Today’s world order no longer emulates the Cold War. The two superpowers are the U.S. and China, and how these different economies work together will continue to shape global markets. “The new world order is based upon this turn of a great power rivalry, the United States and China,” he explains.

Investors should prepare their portfolios for slowing cross-border flows and expect disrupted trade especially in the event of a Trump re-election.


5. A shrinking workforce as the world gets older


“Over the next three decades, in almost all the major current economies, you'll see their workforce shrink,” reveals Mehlman. World Economic Forum studies indicate that Japan’s workforce will be a staggering 20% smaller by 2040 due to partly declining birth rates and an aging population.5 2018 research from the U.S. Bureau of Labor Statistics paints a similar picture for America. As the huge baby boomer generation retires, the workforce will shrink.6 “That' will have a big impact on how societies operate,” elaborates Mehlman, “how they afford social safety, what their priorities and needs are.”


6) Post pandemic, both businesses and consumers could be more risk-averse

The impact of COVID-19 has been profound, with long-lasting effects on how we approach decisions across our business and personal lives.

Mehlman explains, “We're seeing change in mindset and changing prioritization.” As a society, our way of thinking has changed. We prioritize resilience over efficiency and our appetite for risk has decreased.

Keeping a steady income and staying safe have become key concerns for society, which could stunt business start-ups. “As we saw in the great depression,” Mehlman elaborates, “If you're out of a job for a long time, you’ll be much more cautious as a consumer, less likely to be an entrepreneur.”


7. The election results will impact U.S. policies

The U.S. election results will be a major driver of macro-economic events. “Who wins this election matters a lot,” empathizes Mehlman.

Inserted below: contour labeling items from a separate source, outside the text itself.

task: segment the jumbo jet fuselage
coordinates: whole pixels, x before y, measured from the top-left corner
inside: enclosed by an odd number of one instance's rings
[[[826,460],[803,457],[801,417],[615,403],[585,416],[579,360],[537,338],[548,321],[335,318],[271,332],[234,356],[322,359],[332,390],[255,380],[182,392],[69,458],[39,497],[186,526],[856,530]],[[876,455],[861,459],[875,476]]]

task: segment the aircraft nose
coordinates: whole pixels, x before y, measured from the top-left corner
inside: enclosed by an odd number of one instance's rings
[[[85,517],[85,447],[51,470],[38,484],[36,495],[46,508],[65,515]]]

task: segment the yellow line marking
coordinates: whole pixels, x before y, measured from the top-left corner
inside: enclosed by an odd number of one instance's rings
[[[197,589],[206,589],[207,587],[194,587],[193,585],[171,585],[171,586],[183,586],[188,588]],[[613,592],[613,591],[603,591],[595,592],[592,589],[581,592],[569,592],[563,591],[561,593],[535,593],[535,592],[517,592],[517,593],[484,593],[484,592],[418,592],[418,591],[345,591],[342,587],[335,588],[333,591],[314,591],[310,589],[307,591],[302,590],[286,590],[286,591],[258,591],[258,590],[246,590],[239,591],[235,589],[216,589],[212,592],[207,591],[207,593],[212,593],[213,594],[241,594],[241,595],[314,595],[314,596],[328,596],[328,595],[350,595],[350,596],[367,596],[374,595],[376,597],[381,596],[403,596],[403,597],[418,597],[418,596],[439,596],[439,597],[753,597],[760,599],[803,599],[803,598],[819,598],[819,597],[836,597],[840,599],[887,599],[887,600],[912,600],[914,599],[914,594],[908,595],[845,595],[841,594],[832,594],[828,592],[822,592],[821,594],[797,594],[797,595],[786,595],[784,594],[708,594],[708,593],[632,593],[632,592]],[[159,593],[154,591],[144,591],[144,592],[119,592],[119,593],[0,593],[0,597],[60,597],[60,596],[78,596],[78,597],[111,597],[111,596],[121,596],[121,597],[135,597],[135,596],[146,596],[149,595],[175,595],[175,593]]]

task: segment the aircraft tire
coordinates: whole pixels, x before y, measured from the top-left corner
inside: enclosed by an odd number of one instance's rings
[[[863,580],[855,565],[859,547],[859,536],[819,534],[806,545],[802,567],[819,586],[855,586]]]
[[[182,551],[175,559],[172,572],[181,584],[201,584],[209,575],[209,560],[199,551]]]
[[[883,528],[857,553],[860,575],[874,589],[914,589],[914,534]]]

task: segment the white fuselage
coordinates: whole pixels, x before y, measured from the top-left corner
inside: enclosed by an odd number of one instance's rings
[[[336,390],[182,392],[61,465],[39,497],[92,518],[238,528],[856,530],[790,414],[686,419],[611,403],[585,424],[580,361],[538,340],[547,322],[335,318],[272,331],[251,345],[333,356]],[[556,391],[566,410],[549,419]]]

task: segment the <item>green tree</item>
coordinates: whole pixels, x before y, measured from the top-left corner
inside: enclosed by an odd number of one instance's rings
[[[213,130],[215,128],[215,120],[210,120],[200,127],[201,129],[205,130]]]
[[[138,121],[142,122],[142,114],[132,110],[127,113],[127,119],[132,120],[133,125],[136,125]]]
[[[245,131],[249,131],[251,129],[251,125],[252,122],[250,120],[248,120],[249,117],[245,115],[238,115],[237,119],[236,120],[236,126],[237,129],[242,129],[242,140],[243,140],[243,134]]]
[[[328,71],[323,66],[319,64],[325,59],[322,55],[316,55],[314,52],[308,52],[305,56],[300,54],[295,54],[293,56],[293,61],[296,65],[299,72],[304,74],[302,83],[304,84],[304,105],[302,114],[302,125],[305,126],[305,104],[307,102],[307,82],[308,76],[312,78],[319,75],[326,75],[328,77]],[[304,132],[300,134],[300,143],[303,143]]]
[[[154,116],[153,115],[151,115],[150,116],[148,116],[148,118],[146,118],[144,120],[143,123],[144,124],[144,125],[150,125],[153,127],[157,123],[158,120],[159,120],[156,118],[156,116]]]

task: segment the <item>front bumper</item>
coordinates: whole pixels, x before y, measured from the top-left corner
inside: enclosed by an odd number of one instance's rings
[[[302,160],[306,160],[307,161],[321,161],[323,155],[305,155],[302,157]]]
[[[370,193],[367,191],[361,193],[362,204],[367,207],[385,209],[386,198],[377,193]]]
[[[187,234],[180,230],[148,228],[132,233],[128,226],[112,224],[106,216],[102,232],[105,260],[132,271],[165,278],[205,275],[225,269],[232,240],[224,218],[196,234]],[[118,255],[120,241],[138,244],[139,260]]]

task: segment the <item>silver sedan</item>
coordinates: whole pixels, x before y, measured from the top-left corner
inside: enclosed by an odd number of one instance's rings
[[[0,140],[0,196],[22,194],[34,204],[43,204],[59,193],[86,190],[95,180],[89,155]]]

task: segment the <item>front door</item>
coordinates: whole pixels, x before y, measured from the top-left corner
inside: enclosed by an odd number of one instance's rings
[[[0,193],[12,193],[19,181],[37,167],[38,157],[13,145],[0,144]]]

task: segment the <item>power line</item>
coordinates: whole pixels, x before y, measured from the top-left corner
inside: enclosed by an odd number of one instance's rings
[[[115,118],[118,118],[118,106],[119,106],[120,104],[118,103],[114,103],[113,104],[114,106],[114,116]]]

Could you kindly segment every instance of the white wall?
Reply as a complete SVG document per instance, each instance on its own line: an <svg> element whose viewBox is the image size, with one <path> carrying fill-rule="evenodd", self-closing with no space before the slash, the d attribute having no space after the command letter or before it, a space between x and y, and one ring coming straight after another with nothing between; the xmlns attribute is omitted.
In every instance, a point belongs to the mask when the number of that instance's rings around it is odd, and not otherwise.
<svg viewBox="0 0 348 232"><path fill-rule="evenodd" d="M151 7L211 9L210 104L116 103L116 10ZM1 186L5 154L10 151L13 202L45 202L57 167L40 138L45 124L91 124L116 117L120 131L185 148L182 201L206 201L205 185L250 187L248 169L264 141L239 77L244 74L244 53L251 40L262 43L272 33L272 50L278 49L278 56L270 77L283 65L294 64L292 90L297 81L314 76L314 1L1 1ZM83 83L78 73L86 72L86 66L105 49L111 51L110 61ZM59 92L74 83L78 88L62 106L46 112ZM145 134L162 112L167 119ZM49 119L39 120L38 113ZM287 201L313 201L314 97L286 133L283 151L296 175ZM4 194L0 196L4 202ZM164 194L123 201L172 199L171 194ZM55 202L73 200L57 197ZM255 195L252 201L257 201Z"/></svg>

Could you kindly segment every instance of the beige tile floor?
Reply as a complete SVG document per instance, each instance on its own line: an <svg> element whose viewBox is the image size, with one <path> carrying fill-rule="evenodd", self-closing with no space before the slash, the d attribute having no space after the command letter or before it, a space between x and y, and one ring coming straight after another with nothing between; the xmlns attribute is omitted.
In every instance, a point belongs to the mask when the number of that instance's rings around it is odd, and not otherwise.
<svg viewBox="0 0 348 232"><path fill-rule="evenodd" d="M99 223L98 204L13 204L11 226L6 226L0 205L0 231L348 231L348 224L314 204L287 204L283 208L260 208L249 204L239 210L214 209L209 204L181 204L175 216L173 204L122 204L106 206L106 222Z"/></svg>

A continued Trump presidency would likely see immigrants suffer with less rights and zero government benefits. The Affordable Health Care Act would probably be scrapped too. The Trump administration is also likely to deregulate climate change actions. But U.S. businesses would benefit from continued tax cuts. Trump takes a protectionist approach to international politics, positioning America first. By not working alongside other nations, the continued divide between superpowers would stunt global economic growth.

By contrast, Biden is likely to restore the corporate tax rate to 28% and enforce climate change regulations, which could be detrimental to businesses, particularly fossil fuel companies. However, his stances on encouraging immigration and increasing the minimum wage to $15 an hour could offer a real boost to the workforce and individual spending power. By lowering the age threshold for eligibility to Medicare, the federal health insurance for senior citizens, a Biden presidency could restore some much-needed confidence in the U.S., which has been severely affected by the pandemic. Biden also has a more collaborative approach, which may help to heal some wounds of the recent trade wars and international tensions.

Key takeaways

✓ Businesses and consumers are becoming more risk-averse, as the pandemic shifts priorities

✓ Huge leaps in technology will continue, but tech giants will become more regulated

✓ A new world order is forming with China and the U.S. as the superpowers. U.S. election results will shape the outcome.

The workforce in developed economies is shrinking, which will have implications for healthcare and social security.

✓ A Biden victory would help ease macro-economic tensions, improve overall living standards, and focus on climate change regulations. A continued Trump presidency would spell more tax cuts for U.S. businesses and a more protectionist global approach to trade.